In contrast to Auto Keras, right here we should create the complete mannequin. We are going to use the identical Mnist Picture Dataset and create a CNN picture classifier mannequin.

import tensorflow as tf
import keras_tuner as kt

(x_train, y_train), (x_test, y_test) = tf.keras.datasets.mnist.load_data()
x_train, x_test = x_train / 255.0, x_test / 255.0

def build_model(hp):
    mannequin = tf.keras.Sequential()
    mannequin.add(tf.keras.layers.Flatten())
    mannequin.add(tf.keras.layers.Dense(hp.Int('items', 32, 512, step=32), activation='relu'))
    mannequin.add(tf.keras.layers.Dense(10, activation='softmax'))
    mannequin.compile(optimizer='adam',
                  loss='sparse_categorical_crossentropy',
                  metrics=['accuracy'])
    return mannequin

tuner = kt.Hyperband(build_model, goal='val_accuracy', max_epochs=10)
tuner.search(x_train, y_train, epochs=10, validation_split=0.2)

So, within the output, we will clearly see that trial 21 accomplished in 22 seconds with a validation accuracy of ~97.29% and the mannequin additionally retains the very best accuracy which is ~97.93%.

To search out out the very best mannequin, we will run the instructions given under.
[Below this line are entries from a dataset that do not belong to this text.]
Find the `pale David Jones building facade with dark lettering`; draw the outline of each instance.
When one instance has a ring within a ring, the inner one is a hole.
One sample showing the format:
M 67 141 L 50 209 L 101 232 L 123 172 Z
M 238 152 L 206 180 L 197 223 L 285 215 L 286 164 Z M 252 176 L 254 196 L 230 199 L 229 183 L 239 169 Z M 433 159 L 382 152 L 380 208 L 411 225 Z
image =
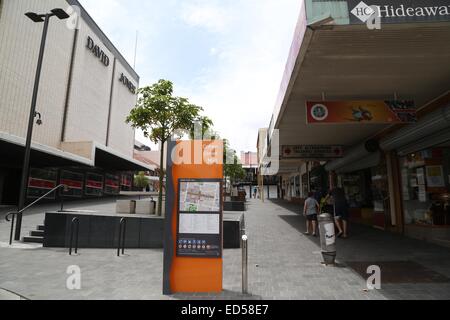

fashions = tuner.get_best_models(num_models=2)
best_model = fashions[0]
best_model.abstract()

We are able to additionally discover out the Prime 10 trials that Keras Tuner carried out utilizing the command under.

tuner.results_summary()

Actual life use-case

A wonderful instance of how we will use each these libraries is A telecom firm that wishes to foretell buyer churn utilizing structured buyer information. Their information science workforce makes use of AutoKeras to rapidly prepare a mannequin on tabular options with out writing complicated structure code. Later, they use Keras Tuner to fine-tune a customized neural community that features area data options. This hybrid strategy saves weeks of experimentation and improves mannequin efficiency.

Conclusion

Each AutoKeras and Keras Tuner make deep studying extra accessible and environment friendly.

Use AutoKeras if you desire a fast, end-to-end mannequin with out worrying about structure. Use Keras Tuner when you have already got a good suggestion of your structure however wish to squeeze out the very best efficiency by hyperparameter tuning.

Automating components of deep studying frees you as much as concentrate on understanding your information and deciphering outcomes, which is the place the actual worth lies.